In 1924, the automobile business was spun off and a new management team, headed by George M. Williams, was called in. Williams, with an eye to the volume market, hired Delmar G. "Barney" Roos, formerly chief engineer at Pierce-Arrow, to design a medium-priced straight eight. Howard Marmon, who took a dim view of any product that fell short of his own meticulous standards, withdrew at that point from active participation in the firm.
Which is not to say that the Little Marmon, as the new model was called, was a bad car. It was probably at least as good as competing machines in its under-$2,000 price field. But it clearly was not comparable to Marmons of yore -- nor to the current Model 74, successor to the Model 34.

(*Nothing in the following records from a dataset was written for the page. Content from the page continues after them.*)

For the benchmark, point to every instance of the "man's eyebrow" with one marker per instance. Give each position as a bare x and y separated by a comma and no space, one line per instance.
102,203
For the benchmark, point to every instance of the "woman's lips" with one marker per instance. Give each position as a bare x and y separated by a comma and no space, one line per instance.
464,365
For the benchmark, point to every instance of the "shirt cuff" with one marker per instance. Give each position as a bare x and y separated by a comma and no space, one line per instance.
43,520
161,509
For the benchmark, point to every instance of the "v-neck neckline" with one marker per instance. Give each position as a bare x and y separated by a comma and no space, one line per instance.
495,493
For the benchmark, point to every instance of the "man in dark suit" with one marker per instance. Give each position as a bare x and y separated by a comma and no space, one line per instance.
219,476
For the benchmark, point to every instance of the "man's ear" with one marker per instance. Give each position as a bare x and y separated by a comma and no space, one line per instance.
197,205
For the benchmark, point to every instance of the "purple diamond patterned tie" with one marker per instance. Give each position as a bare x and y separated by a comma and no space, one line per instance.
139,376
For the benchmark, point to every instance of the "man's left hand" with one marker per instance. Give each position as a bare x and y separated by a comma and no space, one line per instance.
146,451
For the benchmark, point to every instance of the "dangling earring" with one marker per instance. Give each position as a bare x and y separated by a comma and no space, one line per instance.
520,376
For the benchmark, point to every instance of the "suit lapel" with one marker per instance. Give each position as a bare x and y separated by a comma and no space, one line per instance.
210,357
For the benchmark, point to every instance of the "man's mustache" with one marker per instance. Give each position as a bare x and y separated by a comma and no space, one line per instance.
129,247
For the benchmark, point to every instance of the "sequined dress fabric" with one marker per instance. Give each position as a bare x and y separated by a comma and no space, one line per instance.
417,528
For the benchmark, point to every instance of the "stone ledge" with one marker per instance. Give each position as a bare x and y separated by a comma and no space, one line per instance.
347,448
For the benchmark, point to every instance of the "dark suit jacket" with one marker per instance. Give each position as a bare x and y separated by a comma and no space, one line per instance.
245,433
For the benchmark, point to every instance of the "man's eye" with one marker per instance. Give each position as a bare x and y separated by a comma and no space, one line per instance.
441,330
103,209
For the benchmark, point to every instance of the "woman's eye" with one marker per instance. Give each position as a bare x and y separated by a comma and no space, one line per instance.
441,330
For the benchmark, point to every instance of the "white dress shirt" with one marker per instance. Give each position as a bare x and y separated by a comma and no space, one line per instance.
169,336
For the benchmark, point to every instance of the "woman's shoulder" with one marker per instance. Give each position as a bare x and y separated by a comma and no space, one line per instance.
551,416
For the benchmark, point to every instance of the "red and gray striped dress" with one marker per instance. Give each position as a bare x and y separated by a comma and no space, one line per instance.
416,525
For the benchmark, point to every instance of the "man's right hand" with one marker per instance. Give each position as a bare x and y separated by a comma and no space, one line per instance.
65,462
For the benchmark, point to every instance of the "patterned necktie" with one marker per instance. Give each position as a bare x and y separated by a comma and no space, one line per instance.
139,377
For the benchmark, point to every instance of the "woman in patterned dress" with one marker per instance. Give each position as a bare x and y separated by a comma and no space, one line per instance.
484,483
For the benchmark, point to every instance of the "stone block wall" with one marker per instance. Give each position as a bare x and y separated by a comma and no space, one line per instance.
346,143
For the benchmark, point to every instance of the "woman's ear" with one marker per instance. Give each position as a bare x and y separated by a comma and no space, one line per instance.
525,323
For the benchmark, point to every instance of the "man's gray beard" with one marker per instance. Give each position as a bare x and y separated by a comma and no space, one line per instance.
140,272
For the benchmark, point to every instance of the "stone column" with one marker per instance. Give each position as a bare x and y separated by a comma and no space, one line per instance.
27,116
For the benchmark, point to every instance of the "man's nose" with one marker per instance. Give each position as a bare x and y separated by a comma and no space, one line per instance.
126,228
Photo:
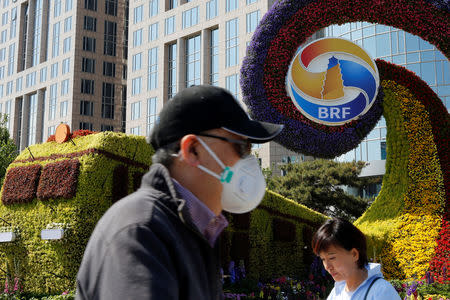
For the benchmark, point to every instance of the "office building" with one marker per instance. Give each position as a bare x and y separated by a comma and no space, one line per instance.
401,48
62,61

Meanwhile, Howard Marmon was by no means idle. Working in his own laboratory, he devoted much of his energy to the fulfillment of a long-held dream: the development of what would eventually be billed as "The World's Most Advanced Motor Car," the Marmon Sixteen.

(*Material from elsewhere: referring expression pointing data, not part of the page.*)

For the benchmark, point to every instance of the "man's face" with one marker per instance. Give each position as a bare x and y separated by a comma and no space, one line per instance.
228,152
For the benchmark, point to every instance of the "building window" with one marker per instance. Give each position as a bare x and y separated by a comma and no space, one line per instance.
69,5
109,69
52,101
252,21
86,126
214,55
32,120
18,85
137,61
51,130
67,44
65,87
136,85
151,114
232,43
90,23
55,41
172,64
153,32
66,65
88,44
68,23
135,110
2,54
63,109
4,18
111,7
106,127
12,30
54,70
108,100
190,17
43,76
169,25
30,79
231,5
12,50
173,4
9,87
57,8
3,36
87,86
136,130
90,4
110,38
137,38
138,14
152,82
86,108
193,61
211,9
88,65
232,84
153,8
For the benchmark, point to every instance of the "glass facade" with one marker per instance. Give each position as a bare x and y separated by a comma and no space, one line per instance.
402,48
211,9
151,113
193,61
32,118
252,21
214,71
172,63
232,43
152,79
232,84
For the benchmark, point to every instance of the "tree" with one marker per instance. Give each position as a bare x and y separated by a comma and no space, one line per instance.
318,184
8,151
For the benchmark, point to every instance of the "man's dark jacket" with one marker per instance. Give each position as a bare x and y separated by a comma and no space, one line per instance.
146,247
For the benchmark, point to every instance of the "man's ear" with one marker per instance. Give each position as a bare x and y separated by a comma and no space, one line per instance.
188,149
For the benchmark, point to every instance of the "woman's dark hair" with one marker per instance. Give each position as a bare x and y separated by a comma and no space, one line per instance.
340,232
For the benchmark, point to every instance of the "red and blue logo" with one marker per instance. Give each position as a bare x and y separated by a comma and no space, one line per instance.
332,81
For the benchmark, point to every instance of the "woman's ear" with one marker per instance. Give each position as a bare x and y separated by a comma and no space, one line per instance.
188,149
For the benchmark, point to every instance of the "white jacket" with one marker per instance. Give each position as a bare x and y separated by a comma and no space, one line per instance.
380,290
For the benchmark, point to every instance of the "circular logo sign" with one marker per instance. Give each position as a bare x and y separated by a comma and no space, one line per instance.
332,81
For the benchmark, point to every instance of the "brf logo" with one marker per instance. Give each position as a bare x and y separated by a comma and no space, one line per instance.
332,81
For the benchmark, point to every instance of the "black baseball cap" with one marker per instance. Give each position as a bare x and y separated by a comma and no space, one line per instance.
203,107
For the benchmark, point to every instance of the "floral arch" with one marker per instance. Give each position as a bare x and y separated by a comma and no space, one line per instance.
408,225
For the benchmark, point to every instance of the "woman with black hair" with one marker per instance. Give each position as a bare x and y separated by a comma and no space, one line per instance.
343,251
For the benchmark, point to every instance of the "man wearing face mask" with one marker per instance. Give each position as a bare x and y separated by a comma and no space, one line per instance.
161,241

Observe, by the bye, that Howard Marmon never referred to his car as the "V-16" the way Cadillac did. It was simply the Marmon Sixteen. Still, in concept the Marmon and Cadillac engines had much in common. Both were comprised of two straight-eights fitted to a single crankcase. In both cases the cylinder blocks were located at an of 45 degrees to one another, which in a 16-cylinder engine guaranteed an even firing order. Both employed full-pressure lubrication, overhead valves, dual exhausts, and six-volt electrics.

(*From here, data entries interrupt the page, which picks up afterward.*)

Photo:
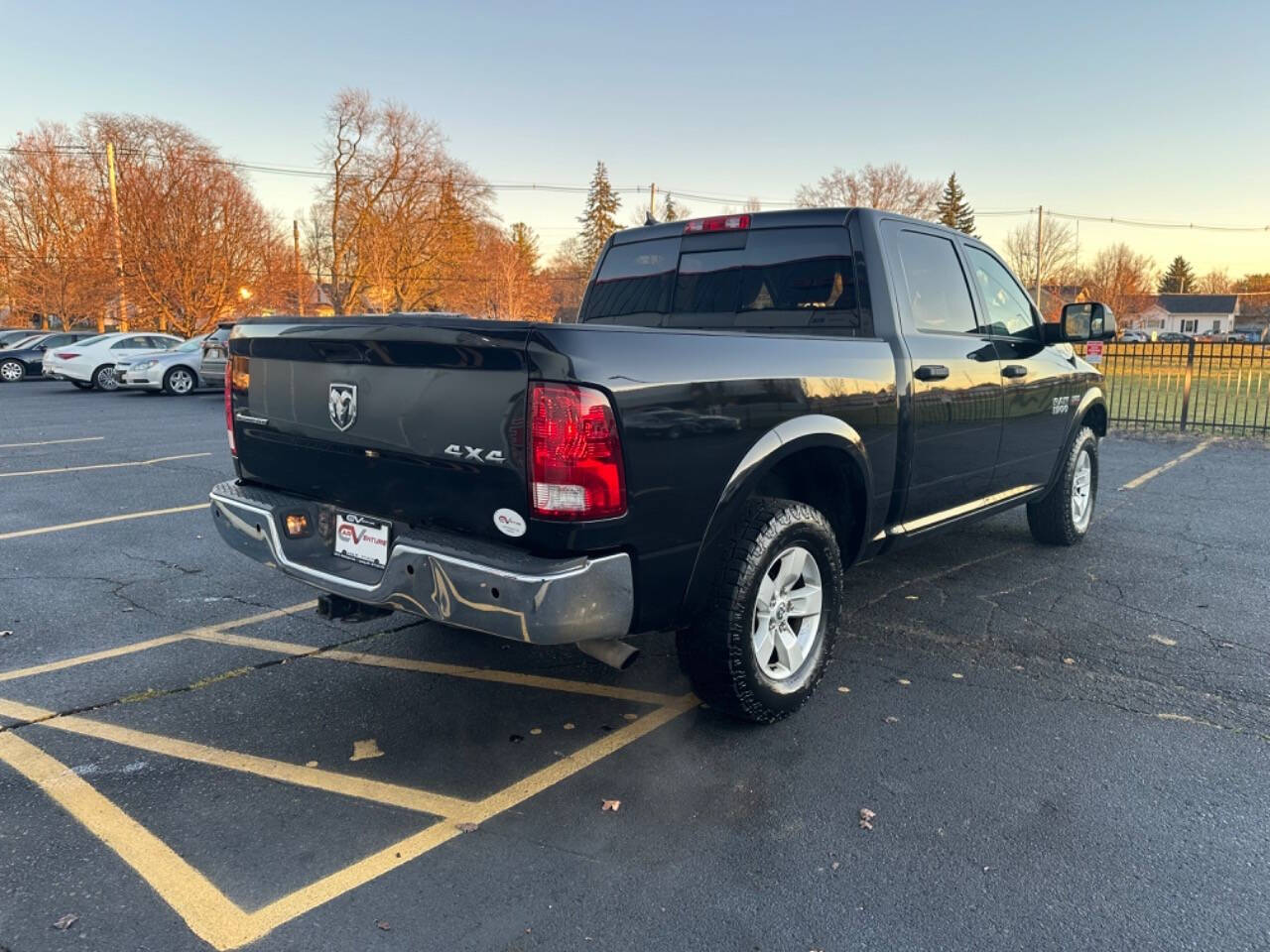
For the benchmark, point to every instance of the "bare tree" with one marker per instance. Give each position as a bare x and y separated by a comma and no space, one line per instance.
889,186
197,244
398,214
1057,253
1215,282
51,229
1120,278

But there were major differences as well. While the Cadillac used cast iron exclusively, the Marmon engine featured aluminum alloys throughout, including the cylinder blocks, resulting in a considerable savings in weight.
To allay any anxiety on the part of the public, Marmon advertisements proclaimed, "Casehardened, file-hard steel cylinders are used" -- meaning, of course, the cylinder liners. Howard Marmon's long years of research had paid off: the new engine could claim all the advantages of aluminum construction with none of the penalties experienced with the early Model 34.
And there were other distinctions. The Marmon, for instance, used rubber engine mountings. Its cylinder blocks and crankcase were a single casting, while Cadillac cast the three pieces separately. Comprised of an alloy of aluminum and copper, the material used by Marmon was developed by a Pennsylvania foundry.
And in lieu of offset engine blocks, which made possible Cadillac's use of side-by-side connecting rods, Marmon used the more costly fork-and-blade arrangement.
Like the Cadillac, the Marmon engine was based on a four-inch stroke. But the Marmon's 3-1/8-inch bore was an eighth of an inch greater than that of the Cad, resulting in a slight advantage in displacement: 490.8 versus 452.8 cubic inches. The Marmon's compression ratio-highest in the industry at that time-was 6.00:1, compared to the Cadillac's 5.50:1, and its duplex downdraft carburetor was more efficiency than its rival's dual updrafts. Taken together, these factors gave the Marmon a 35-horsepower advantage: 200, compared to 165 for Cadillac.